Se levantó lentamente de la silla y se dirigió hacia la puerta. «Seguiré dirigiendo el Jardín del Edén a mi manera, buscando justicia para mi padre y para aquellos que hemos perdido. Y yo misma me encargaré de mis asuntos con Waylon. Eso es asunto mío, y no necesito ni aceptaré órdenes de nadie más».
Haciendo una pausa con una mano en el marco de la puerta, se volvió y miró a los ojos a todos sin pestañear. «Si creéis que mi liderazgo ya no es adecuado, o que me he convertido en una amenaza que debe ser eliminada, entonces demostradme de lo que sois capaces. Enviad a alguien para acabar conmigo. Si no podéis, el Jardín del Edén seguirá bajo mi mando hasta que llegue ese día».
La puerta se cerró de un portazo tras ella, aislándola de los rostros atónitos y de la mezcla de ira e incredulidad que llenaba la sala. En el interior, el consejo permaneció inmóvil por un momento antes de que comenzaran los murmullos.
«¿Habéis oído eso? ¿De qué demonios estaba hablando?», preguntó el anciano que estaba junto a Murray, con la voz temblorosa de furia.
Murray exhaló por la nariz y se volvió a ajustar las gafas. Aunque en sus ojos se vislumbraba la irritación, su tono se mantuvo mesurado. «Es Eva. Le sienta bien ese espíritu obstinado. Los jóvenes siempre creen que lo saben todo hasta que la vida les enseña lo contrario».

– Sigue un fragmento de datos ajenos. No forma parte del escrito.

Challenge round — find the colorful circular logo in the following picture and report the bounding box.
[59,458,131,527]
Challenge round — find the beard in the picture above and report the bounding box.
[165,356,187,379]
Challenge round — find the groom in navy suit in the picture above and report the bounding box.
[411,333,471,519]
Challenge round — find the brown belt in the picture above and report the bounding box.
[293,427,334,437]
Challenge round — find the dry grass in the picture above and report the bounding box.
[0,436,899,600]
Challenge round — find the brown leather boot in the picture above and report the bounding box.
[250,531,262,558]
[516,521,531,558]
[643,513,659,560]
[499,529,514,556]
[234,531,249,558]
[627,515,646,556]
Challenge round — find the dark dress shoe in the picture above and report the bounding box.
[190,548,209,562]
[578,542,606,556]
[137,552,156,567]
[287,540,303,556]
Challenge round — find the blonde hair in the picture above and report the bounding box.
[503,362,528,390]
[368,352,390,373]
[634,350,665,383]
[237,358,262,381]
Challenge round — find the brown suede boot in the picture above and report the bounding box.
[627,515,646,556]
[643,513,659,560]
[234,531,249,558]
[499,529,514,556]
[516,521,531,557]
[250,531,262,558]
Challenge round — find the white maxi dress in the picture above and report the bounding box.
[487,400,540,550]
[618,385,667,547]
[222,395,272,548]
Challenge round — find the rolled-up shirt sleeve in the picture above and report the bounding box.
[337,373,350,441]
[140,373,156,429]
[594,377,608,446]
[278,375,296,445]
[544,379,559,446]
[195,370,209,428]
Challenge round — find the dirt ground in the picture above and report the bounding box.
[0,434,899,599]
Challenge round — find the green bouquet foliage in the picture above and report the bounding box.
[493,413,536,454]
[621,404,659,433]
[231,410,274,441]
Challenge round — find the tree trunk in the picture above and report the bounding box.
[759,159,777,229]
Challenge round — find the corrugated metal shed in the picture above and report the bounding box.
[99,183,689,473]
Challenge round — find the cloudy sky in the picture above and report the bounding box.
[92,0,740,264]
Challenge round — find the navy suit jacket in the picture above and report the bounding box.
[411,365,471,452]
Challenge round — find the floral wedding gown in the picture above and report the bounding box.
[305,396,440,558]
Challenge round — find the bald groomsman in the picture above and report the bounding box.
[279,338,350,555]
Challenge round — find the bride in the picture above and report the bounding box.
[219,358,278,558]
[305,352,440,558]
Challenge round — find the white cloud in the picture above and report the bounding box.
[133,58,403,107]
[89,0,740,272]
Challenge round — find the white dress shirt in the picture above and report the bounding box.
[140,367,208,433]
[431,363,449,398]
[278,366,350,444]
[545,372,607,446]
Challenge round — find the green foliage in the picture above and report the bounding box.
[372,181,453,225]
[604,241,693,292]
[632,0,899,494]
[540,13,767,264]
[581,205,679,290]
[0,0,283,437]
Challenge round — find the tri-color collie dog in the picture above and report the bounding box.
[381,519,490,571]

Esa misma noche, Alexia salió por la salida VIP del aeropuerto internacional, solo para encontrarse con el caos. Una oleada de periodistas se abalanzó sobre ella, con micrófonos y cámaras apuntándole como si fuera una presa rodeada de lobos. Los flashes se sucedían rápidamente, tan brillantes que le punzaban los ojos.

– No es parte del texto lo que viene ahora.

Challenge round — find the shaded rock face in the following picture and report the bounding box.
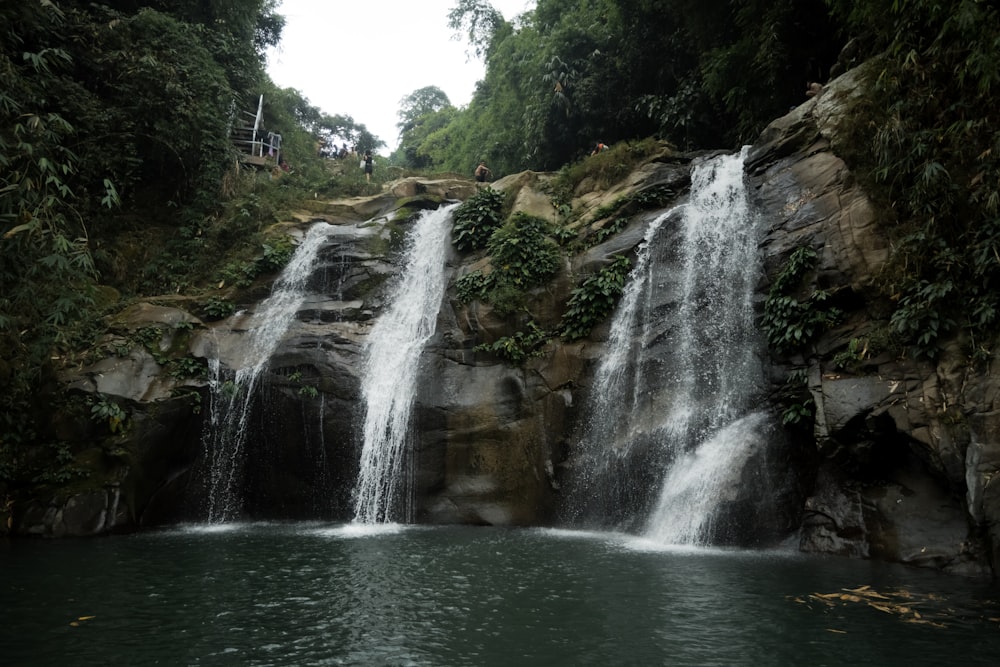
[747,68,1000,573]
[25,95,1000,573]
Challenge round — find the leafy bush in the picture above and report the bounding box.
[475,320,549,366]
[451,188,504,252]
[831,0,1000,358]
[559,255,632,341]
[487,213,560,290]
[762,246,841,353]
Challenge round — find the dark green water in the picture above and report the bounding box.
[0,524,1000,666]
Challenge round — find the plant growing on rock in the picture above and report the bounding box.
[762,246,841,354]
[474,320,549,366]
[559,255,632,342]
[487,213,560,290]
[451,188,505,252]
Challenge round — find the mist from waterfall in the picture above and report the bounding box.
[570,150,766,544]
[354,206,454,524]
[202,222,332,523]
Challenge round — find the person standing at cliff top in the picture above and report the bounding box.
[365,150,375,183]
[475,160,493,183]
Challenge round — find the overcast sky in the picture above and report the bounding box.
[267,0,535,151]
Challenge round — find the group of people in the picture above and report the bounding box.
[316,140,358,160]
[473,141,609,183]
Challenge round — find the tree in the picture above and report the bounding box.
[396,86,451,134]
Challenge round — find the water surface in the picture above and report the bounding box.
[0,524,1000,667]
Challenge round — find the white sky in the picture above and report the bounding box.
[267,0,535,151]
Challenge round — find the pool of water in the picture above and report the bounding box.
[0,524,1000,667]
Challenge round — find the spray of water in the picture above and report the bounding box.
[354,206,454,524]
[202,222,331,523]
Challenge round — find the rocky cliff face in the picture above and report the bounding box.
[747,64,1000,573]
[21,64,1000,573]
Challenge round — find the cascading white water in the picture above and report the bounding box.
[354,206,454,524]
[202,222,332,523]
[570,207,682,522]
[646,148,765,544]
[570,151,763,543]
[666,149,762,444]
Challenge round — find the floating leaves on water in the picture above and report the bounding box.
[787,585,1000,632]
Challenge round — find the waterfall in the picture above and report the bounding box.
[202,222,332,523]
[570,208,679,523]
[569,149,766,543]
[354,206,454,524]
[646,148,767,544]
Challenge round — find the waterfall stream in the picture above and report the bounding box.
[646,148,766,544]
[570,153,766,544]
[202,222,331,523]
[354,206,454,524]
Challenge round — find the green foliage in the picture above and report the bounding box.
[587,215,629,246]
[451,188,504,252]
[487,213,560,290]
[832,338,869,370]
[90,395,128,434]
[762,246,841,354]
[455,271,492,303]
[167,355,208,380]
[778,368,816,429]
[831,0,1000,358]
[200,296,236,320]
[475,320,549,366]
[559,255,632,342]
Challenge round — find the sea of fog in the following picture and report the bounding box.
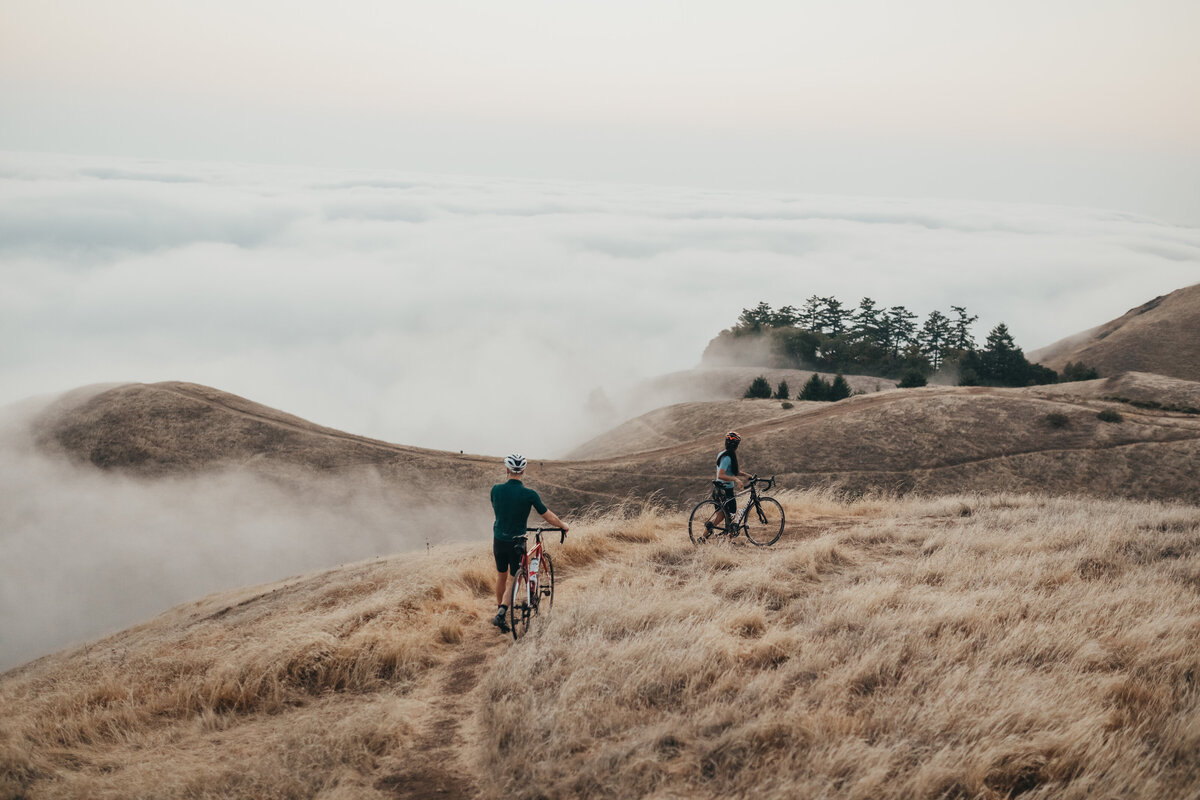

Sus guardaespaldas y asistentes se abrieron paso entre la multitud, formando un escudo humano mientras intentaban abrirse un camino. La avalancha de preguntas la golpeó en el momento en que salió al aire libre.
«Señora Jenkins, ¿qué opina del suicidio de Heath Quill?».
«Hay fuentes que afirman que mantenía una relación con él. ¿Quiere confirmarlo?».
«Ya se ha revelado su identidad como Pole Star. ¿Por qué la ha ocultado todo este tiempo?».
«Él dio su vida con la esperanza de que usted se diera la vuelta. Ahora que ya no está, ¿visitará al menos su tumba?».
Cada pregunta era más punzante que la anterior, resonando entre los destellos de las luces y el caos.
Alexia mantenía un paso mesurado, envuelta en un abrigo negro ceñido, con el rostro medio oculto tras unas gafas de sol oscuras. No se inmutó, no habló, no les dio la culpa ni el dolor que ansiaban. Su silencio era su armadura.
Su equipo se esforzaba por mantener a raya a la multitud, abriéndose un estrecho paso hacia el coche que la esperaba. Justo cuando parecía que iban a lograrlo, un periodista se zafó del cordón de seguridad, gritando por encima del ruido.
«¡Señorita Jenkins! ¿No tiene conciencia? ¡Heath está muerto por su culpa! ¿Vivirá con esa culpa para siempre?».
Al oír esas palabras, Alexia se detuvo en seco y levantó una mano, indicándoles a sus guardaespaldas que mantuvieran sus posiciones.
Un murmullo de sorpresa recorrió la multitud cuando se quitó lentamente las gafas de sol. El frío destello de sus ojos acalló incluso a los periodistas más agresivos.
No se molestó en buscar al que había gritado. En su lugar, dirigió la mirada a través del mar de cámaras y micrófonos, con una voz tranquila pero que se imponía por encima del ruido.
«He vivido según mi conciencia en cada paso del camino. No he hecho nada malo, así que ¿por qué iba a cargar con una culpa que no me corresponde?».
Una voz se alzó desde algún lugar en medio del caos. «¡Murió por tu culpa!».
Un periodista, aún aturdido, logró preguntar por fin: «¿Tienes pruebas de lo que has dicho?».